The new patent also means more tattoos for inventor Sanchez. A former Marine, Growpath’s chief product officer notches all of his patent numbers on his right forearm. With the latest addition, his count is now three. “Software is a crowded field, but the one sure way to distinguish yourself and your business is to truly innovate,” Sanchez explains. “I can’t think of a more personal way to show my pride in that innovation than to wear the patents on my body.”
Images capturing Sanchez’s ever-expanding roster of patent tattoos are here and the video is here.

They actually tattoo patent numbers, embedding them deep insode their skin. There are photos there, too. How much more insane can it get?

We’ve also noticed this press release [1, 2] that speaks of “[t]he first patent entitled “System and Method for Consolidating Account Data” Canadian Patent No. 2821002 recognized the Canadian patent protection for Qvinci’s original invention as improved. The second Canadian patent entitled “Methods and Apparatus for Providing Data Normalization, Scalability and Maintainability” Canadian Patent No. 2829665 recognized Canadian patent protection for Qvinci’s normalizer application.”

This isn’t a US patent; it’s in Canada. Nevertheless, one must bear in mind that the Canadian patent office usually follows the US.

As we noted here before, the USPTO keeps granting abstract software patents provided people surf hype waves like blockchain (yes, it’s software patents — all of them). Here is a brand-new example: “Nasdaq, the $10 trillion dollar stock exchange, has patented a blockchain newswire service. Filed in January 2017, the patent is titled “Systems and methods for securing and disseminating time-sensitive information using a blockchain.” The patent was released to the public earlier this week.”

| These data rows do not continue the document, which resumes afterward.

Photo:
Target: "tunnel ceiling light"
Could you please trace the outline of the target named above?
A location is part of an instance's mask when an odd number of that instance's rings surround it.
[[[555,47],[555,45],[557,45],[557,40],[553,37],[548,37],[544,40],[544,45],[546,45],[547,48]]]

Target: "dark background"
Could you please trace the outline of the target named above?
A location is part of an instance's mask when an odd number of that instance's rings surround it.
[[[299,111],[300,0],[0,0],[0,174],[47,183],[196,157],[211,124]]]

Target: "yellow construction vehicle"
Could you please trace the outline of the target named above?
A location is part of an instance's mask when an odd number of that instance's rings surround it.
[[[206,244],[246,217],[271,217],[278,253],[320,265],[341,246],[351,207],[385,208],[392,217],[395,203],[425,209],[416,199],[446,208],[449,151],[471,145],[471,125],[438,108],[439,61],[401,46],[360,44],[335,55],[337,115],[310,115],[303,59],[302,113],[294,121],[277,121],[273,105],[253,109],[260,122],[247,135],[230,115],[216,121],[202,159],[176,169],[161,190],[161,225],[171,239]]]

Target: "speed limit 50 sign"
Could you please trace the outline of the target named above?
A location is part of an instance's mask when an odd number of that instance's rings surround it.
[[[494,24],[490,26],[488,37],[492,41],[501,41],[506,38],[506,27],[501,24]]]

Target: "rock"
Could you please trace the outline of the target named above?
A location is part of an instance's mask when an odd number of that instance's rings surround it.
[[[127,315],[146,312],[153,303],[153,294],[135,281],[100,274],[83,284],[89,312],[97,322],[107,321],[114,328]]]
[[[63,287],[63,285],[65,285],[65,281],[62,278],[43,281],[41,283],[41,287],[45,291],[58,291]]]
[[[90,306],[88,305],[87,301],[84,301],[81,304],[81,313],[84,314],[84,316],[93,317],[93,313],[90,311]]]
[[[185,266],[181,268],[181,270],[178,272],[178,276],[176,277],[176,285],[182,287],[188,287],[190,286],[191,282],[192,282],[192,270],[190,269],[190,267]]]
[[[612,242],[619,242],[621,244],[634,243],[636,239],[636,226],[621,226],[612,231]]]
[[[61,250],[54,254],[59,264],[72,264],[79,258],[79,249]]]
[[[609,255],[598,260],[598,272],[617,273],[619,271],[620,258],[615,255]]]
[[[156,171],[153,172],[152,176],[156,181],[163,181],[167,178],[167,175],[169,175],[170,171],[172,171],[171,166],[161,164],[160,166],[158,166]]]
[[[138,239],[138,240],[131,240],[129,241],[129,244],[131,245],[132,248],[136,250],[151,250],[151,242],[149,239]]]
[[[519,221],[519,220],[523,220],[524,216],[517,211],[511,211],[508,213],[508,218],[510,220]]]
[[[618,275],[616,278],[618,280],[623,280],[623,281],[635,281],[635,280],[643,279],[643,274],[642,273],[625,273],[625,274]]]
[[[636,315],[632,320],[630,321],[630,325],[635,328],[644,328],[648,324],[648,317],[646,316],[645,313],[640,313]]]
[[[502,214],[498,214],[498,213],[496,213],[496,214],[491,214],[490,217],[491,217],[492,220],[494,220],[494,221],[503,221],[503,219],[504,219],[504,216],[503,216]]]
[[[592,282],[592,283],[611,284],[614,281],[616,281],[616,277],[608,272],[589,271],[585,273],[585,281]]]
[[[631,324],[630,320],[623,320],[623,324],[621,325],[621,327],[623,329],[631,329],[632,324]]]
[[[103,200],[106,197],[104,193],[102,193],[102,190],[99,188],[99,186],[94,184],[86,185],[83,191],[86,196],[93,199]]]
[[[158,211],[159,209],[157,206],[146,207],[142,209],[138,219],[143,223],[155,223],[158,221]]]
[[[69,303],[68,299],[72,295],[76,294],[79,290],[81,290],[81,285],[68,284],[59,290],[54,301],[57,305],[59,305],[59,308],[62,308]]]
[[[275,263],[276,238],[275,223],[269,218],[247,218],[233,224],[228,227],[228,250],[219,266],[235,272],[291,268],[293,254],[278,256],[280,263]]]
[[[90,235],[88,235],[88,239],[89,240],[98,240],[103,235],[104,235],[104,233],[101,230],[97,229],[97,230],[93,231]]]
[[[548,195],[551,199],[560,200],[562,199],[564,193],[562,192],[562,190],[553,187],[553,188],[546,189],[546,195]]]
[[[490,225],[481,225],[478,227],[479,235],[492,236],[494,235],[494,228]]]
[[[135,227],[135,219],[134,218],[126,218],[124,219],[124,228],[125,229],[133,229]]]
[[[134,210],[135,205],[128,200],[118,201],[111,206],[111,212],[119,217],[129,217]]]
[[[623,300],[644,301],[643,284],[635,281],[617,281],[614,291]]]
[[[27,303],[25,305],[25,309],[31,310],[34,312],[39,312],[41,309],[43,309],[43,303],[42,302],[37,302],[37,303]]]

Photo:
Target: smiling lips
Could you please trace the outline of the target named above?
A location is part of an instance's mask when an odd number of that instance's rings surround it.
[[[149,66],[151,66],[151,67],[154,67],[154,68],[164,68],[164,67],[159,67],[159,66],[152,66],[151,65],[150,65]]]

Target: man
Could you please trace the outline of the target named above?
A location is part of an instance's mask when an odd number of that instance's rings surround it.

Nasdaq is already involved in some court battles with software patents. PTAB might invalidate these. If not PTAB, then maybe the higher court/s. Such litigation activity helps nobody but law firms and days ago we learned that Immervision is suing LG. They issued a press release about it and it certainly seems as though AP had been reduced to pay-to-say of patent trolls or opportunistic parasites when they sue real companies.

Ultimately, a lot of resources go into unproductive activities. The Office doesn’t seem to care.